As a developer, that’s it. This is all I really care about. After all, I’m not on the hook for testing the LLM, just how my application interacts with it. As a developer, my prompts need to behave in a way that fits my application and this all needs to come together without any portion of the app falling over. The integration with a LLM is important, but the actual call to the LLM is not. This starts to smell a lot like a recording.

The Power of Recordings in Testing

Devs have been using recordings to test service dependencies for a while now, and what is an LLM call other than another service dependency? It’s not sexy new technology, but as the adage goes: if it ain’t broke, don’t fix it.

At Eidolon we have been using vcrpy heavily for our internal testing. We record our LLM calls on the way out so we know our application is generating a valid request to the LLM and that our application can handle the response. We get to write our service level tests using real dependencies without mocks. This safety net gives me a huge amount of confidence when working on the project. What’s more, the test execution becomes fast, free, and doesn’t even require an API token.

Not just for LLMs

Sophisticated genAI apps aren’t just using LLMs. Many of the related technologies (image generation/descriptions, voice/text, embeddings, etc.) share the same characteristics that make testing LLMs a real challenge. But here’s the great news: because recordings capture HTTP requests, they work here just as well as they do for LLM requests!

Record all the things!

Considerations When Using Recordings

There’s no free lunch, and recordings are no exception. Here are some things to keep in mind when using recordings.

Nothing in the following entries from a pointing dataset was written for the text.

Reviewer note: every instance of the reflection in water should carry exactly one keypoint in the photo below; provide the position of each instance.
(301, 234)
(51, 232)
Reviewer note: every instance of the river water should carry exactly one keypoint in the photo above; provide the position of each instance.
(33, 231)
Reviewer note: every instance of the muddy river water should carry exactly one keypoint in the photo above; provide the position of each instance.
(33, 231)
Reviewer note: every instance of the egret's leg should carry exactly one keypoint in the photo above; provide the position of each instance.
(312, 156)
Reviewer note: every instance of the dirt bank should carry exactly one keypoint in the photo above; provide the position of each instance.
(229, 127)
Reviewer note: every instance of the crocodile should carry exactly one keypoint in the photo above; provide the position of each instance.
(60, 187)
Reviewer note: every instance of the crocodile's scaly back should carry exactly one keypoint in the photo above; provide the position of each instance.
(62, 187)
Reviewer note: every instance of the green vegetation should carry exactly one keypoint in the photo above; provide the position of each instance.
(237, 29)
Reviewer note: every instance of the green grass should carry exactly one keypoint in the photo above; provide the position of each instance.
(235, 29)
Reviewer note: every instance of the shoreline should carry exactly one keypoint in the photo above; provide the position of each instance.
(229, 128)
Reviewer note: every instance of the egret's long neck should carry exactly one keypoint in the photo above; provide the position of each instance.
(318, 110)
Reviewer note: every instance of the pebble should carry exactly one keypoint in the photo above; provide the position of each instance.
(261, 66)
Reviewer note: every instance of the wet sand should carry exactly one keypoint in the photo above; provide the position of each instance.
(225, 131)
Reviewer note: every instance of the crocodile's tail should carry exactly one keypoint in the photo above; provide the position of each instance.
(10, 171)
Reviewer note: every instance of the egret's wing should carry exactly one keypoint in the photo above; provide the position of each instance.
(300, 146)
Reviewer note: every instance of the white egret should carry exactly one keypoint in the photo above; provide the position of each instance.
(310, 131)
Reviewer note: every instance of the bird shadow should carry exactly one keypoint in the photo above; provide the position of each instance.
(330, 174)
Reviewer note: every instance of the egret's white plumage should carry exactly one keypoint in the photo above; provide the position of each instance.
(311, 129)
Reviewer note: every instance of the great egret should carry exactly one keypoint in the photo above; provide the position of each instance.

Ensure Stable LLM Requests

LLM requests must be identical between test runs to replay recordings. If a test’s LLM request mutates between runs, the test will fail because the recording is not valid for the new request. Many applications will run into this issue. For example, in Eidolon we generate random IDs per-conversation that enter the LLM context when agents are talking to each other. To work around this, we have to use stable ID’s that increment per-test when testing.

Maintain Test Reliability

Since these are recordings and not mocks, the tests still need to actually run in the absence of an existing recording. This means the test still needs to only validate relevant information. If anyone needs to re-record a test, the validation shouldn’t need to be rewritten. A flakey test that usually passes is ok (since hitting a failure when generating recordings can just be addressed by re-generating), but a validation on the exact LLM response means it will never pass again.

Measure LLM/Prompt Performance Separately

Recordings alone are ineffective for capturing performance or accuracy metrics. Since you are effectively caching the response, you don’t have a good sense of the LLM or prompt’s performance. This is where performance benchmarking comes into play for evaluating the efficacy of your fine tuning or prompt engineering.


Testing is critical for deploying production-ready LLM applications and enhancing developer productivity. This is hard to do. But recordings mitigate difficulties associated with testing generative AI applications. They are not a panacea, but certainly a valuable tool for the modern day LLM application developer.